Mobile app using GPS tracks waste disposal in Ghana
With the aid of the World Bank, a new mobile application has been designed and developed to monitor waste disposal in Ghana.
Officially launched as ‘The Ghana Districts Monitor’, the smartphone-based app also known as “Taarifa” which means “headline” in Swahili, is to help citizens and local governments to keep track of waste disposal across the country.
In a blog post March 26, 2013, Gaurav Relhan, an ICT specialist at the World Bank, said Taarifa is designed to be a sustainable and powerful social accountability tool, citing an example that the “app automatically captures GPS coordinates, works in the absence of any mobile internet signal (the information gets stored in the phone memory and is automatically sent when the phone connects with Wi-Fi or catches a signal), and the platform also integrates with regular SMS.”

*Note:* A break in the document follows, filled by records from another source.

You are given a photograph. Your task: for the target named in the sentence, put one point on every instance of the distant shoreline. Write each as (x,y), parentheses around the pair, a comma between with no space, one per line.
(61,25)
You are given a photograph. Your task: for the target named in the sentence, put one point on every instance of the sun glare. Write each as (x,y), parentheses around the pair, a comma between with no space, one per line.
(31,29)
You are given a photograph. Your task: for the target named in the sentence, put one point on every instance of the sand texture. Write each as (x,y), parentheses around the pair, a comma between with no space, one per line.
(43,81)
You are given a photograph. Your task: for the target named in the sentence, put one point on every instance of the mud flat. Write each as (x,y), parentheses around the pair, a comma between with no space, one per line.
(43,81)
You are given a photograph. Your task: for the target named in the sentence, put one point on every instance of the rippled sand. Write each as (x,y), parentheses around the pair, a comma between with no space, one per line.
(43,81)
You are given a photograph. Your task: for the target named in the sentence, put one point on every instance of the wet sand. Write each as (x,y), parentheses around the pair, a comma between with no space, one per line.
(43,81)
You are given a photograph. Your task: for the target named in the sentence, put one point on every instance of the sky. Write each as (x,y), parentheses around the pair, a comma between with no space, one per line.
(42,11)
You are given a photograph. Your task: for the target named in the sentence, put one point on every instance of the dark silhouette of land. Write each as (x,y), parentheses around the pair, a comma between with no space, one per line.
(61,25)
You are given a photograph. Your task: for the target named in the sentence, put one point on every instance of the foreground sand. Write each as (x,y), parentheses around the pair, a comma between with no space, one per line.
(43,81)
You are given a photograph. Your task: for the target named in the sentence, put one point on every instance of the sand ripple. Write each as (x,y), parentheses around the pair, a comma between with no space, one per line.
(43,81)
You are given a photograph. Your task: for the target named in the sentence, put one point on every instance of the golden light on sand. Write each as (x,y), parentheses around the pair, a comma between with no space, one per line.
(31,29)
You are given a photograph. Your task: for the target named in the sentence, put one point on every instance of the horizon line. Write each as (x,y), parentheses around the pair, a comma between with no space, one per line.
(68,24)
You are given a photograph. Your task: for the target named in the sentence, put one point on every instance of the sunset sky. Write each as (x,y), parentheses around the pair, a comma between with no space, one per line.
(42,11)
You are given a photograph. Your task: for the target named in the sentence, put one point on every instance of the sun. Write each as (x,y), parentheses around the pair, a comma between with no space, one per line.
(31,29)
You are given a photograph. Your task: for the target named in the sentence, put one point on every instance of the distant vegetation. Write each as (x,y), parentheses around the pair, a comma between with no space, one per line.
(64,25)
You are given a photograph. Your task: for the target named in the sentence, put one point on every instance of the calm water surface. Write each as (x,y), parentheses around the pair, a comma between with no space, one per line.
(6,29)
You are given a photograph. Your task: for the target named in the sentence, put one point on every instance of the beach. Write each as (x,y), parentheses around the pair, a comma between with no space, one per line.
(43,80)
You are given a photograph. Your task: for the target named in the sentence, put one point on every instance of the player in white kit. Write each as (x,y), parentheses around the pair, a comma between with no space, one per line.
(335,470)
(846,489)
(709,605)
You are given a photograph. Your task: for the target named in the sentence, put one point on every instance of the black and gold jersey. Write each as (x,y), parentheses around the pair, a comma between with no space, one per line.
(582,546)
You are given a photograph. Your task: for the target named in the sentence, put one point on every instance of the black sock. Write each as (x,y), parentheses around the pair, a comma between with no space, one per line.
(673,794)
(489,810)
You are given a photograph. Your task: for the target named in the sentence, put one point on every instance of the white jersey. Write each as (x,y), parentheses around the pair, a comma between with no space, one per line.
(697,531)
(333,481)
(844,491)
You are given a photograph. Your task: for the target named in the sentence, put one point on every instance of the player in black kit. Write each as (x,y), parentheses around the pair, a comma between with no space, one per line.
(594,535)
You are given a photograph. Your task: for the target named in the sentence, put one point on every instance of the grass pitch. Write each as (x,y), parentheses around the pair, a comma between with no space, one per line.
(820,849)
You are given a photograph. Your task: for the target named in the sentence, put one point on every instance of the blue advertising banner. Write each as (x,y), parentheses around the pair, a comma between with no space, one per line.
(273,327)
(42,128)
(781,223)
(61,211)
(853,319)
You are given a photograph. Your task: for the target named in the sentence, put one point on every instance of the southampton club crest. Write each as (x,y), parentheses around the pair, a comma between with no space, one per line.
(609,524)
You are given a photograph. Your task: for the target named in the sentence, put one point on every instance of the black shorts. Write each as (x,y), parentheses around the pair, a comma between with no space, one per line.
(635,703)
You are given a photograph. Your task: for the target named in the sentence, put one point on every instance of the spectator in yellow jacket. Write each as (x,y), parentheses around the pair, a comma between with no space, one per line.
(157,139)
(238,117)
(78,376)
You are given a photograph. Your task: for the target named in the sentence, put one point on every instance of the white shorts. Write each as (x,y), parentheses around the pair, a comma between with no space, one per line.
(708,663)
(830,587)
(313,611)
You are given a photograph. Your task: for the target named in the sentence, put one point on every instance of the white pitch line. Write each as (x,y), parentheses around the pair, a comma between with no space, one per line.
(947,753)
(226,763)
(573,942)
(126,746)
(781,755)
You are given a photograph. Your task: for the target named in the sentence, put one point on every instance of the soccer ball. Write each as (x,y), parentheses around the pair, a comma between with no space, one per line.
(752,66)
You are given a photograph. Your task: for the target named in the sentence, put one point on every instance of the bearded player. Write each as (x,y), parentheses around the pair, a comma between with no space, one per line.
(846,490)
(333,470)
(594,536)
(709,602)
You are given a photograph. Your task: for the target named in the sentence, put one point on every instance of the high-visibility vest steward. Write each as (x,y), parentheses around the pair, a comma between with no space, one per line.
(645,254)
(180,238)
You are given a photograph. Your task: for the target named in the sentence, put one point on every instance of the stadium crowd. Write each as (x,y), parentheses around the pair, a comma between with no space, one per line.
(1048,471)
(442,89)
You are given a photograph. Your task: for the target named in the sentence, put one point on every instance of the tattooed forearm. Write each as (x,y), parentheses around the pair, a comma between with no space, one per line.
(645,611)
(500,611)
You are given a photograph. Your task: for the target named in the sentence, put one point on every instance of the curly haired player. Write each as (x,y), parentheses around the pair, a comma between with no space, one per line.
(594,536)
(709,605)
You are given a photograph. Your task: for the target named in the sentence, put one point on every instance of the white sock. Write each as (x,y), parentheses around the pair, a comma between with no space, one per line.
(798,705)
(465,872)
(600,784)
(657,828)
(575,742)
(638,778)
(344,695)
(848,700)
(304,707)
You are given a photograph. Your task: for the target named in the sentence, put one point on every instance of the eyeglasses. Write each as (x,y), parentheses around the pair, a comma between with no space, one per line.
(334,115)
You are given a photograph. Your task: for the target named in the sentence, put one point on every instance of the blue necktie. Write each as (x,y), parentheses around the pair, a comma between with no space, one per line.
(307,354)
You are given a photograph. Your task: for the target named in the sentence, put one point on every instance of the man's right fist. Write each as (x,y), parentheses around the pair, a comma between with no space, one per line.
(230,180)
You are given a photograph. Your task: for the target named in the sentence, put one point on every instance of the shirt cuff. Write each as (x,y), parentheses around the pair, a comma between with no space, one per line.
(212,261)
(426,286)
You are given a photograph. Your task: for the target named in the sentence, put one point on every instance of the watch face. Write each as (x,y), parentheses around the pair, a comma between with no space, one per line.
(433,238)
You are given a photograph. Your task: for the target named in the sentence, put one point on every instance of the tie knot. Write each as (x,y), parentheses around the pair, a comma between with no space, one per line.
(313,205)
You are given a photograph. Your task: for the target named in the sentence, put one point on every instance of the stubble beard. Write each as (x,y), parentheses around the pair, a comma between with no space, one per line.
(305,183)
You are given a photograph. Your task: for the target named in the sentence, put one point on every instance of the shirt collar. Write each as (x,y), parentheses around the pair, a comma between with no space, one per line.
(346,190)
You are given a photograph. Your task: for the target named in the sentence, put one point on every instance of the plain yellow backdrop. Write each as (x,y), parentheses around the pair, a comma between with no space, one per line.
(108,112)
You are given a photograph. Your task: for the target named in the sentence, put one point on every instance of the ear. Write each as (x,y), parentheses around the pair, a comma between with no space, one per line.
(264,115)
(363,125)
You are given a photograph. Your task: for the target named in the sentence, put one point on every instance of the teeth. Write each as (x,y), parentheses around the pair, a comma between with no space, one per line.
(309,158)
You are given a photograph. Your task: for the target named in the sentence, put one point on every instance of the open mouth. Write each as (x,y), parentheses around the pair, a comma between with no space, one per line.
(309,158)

The Bank added that the platform is an online tool for information collection, visualization and interactive mapping which allows citizens to document and report issues and service delivery gaps via SMS, online feedback forms, email or Twitter.
It explains that the Taarifa platform was implemented to enable civil society to monitor waste collection services in the city on behalf of the urban poor, and report problems to the concerned authorities.
In the first phase of the pilot project, the World Bank says smartphones have been distributed to four CSOs (already engaged with local governments on issues related to water & sanitation, waste management, youth education, and slum redevelopment).
People were also trained to use the app, record data and fill-out and send their reports in real time, according to the Bank.
The CSOs have been encouraged to monitor the waste disposal on a contract basis with service providers or other agencies and the money earned from these contracts will allow them to buy more phones, train more personnel, and fuel-up their vehicles.
Such contracts have already been signed and citizen reporting is alive and well in the municipalities of the Greater Accra Metropolitan Area (GAMA), said World Bank’s Relhan.